Samsing Tea Estate. Picture by Biplab Basak

Jalpaiguri, Dec. 24: The Bengal administration has intervened to reopen a Dooars tea garden within seven days of its closure because of alleged vandalism by a Trinamul-backed union.

Sources said the administration showed unusual alacrity in fast-tracking negotiations to open Samsing Tea Estate, which employs 1,460 labourers, because it did not want a garden to close over law-and-order issues at a time the Mamata Banerjee government had been highlighting the woes of estate workers because of demonetisation.

At a tripartite meeting involving the management of the tea estate in Jalpaiguri’s Malbazar, representatives of the Trinamul-backed Terai-Dooars Plantation Workers’ Union and the sub-divisional officer today, an agreement was reached that the garden would reopen on December 26.

The Siliguri-based PCM Group that owns Samsing had announced suspension of work on December 20 after four leaders of the union allegedly ransacked the garden office and assaulted two assistant managers, accusing them of not making the estate ambulance available to a casual worker.

“In recent times, this will be the first instance of a garden reopening within seven days of suspension of work. Usually, negotiations drag on for months and years,” a representatives of a tea planters’ association said.

A source said the administration fast-tracked the talks to reopen Samsing “in record time”. Around 5,000 people live in the garden, which has a plantation area of 910 hectares.

The source said the Terai-Dooars Plantation Workers’ Union had assured the management that it would not intervene in the police case in which the four labour leaders have been named.

“The closure of a tea estate because of law-and-order problems would have been a loss of face for Trinamul at a time it is blaming the Centre’s demonetisation drive for the problems in gardens,” the source said.
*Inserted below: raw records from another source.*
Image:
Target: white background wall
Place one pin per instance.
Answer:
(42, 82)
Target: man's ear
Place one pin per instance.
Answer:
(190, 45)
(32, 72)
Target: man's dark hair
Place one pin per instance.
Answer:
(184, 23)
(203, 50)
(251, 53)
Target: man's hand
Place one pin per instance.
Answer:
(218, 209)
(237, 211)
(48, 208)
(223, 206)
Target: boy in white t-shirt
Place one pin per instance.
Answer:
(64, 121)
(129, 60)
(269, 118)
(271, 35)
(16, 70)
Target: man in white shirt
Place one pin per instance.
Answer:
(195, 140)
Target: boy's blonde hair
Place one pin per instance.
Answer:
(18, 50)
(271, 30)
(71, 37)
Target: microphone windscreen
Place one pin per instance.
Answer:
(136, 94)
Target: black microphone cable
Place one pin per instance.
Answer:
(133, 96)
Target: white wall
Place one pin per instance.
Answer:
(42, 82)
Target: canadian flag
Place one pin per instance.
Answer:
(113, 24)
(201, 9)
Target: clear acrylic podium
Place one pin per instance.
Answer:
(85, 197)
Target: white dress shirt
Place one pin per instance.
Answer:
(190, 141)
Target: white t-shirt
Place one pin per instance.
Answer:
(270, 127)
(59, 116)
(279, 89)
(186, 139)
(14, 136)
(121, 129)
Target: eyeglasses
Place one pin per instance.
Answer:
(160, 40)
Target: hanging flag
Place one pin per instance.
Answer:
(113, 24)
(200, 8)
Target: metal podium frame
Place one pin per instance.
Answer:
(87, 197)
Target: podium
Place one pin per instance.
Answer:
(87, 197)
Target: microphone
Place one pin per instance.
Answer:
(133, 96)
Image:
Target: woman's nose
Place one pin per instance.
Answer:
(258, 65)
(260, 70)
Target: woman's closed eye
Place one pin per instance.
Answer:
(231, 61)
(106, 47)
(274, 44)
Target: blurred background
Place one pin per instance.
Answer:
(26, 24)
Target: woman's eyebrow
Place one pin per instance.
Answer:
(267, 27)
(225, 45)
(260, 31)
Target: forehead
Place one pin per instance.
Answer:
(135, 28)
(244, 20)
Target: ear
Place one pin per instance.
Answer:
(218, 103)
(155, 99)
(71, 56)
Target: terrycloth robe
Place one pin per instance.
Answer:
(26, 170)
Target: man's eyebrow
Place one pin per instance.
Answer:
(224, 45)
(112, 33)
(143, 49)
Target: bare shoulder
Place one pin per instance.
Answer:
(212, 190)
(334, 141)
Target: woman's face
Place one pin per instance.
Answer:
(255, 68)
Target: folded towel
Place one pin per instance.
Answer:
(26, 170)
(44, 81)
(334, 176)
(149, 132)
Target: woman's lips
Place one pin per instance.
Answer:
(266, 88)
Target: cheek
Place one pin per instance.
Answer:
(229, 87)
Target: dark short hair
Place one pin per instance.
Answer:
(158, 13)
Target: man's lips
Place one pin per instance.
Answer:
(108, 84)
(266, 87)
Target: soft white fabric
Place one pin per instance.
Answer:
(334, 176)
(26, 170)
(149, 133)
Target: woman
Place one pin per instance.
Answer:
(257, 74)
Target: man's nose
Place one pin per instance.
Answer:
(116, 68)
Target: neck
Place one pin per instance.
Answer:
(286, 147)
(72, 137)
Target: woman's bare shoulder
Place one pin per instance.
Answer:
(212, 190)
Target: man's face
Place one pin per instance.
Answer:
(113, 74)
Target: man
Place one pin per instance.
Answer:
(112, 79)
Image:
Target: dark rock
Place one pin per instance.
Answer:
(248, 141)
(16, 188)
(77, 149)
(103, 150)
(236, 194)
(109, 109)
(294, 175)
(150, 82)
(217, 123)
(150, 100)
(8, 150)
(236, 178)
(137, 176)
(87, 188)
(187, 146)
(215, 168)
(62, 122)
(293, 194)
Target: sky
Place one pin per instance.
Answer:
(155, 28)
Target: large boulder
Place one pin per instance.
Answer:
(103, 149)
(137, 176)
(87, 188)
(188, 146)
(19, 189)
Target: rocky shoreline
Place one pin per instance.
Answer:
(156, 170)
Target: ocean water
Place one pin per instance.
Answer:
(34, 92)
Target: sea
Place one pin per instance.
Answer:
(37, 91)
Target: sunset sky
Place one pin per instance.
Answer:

Workers in many tea estates have not been getting wages because of the cash crunch.

Recently, tourism minister Gautam Deb and some other Trinamul leaders blamed Citu and CPM leaders for the closure of Tirrihannah Tea Estate in the Terai over a wage-payment dispute. Against the backdrop of such allegations, the suspected involvement of labour leaders associated with the ruling party in the closure of a garden had come as an embarrassment for Trinamul.

“That is why the administration was asked to take remedial measures and the union was told not to stand by the accused leaders and instead cooperate with the management,” a tea industry insider said.

A source said V.S. Parmar, a senior management official of Samsing, explained the situation that forced the company to announce suspension of work. Instead of arguing, the union leaders assured the management that peace would be maintained and labourers would be allowed to work.

“We have decided to reopen the garden on December 26. In fact, most of the managerial employees returned to the garden today,” Parmar said after the meeting.

Sukra Munda, the Trinamul MLA of Nagrakata and a leader of the Terai-Dooars Plantation Workers’ Union, said: “It is good that today’s meeting turned out to be a positive one.”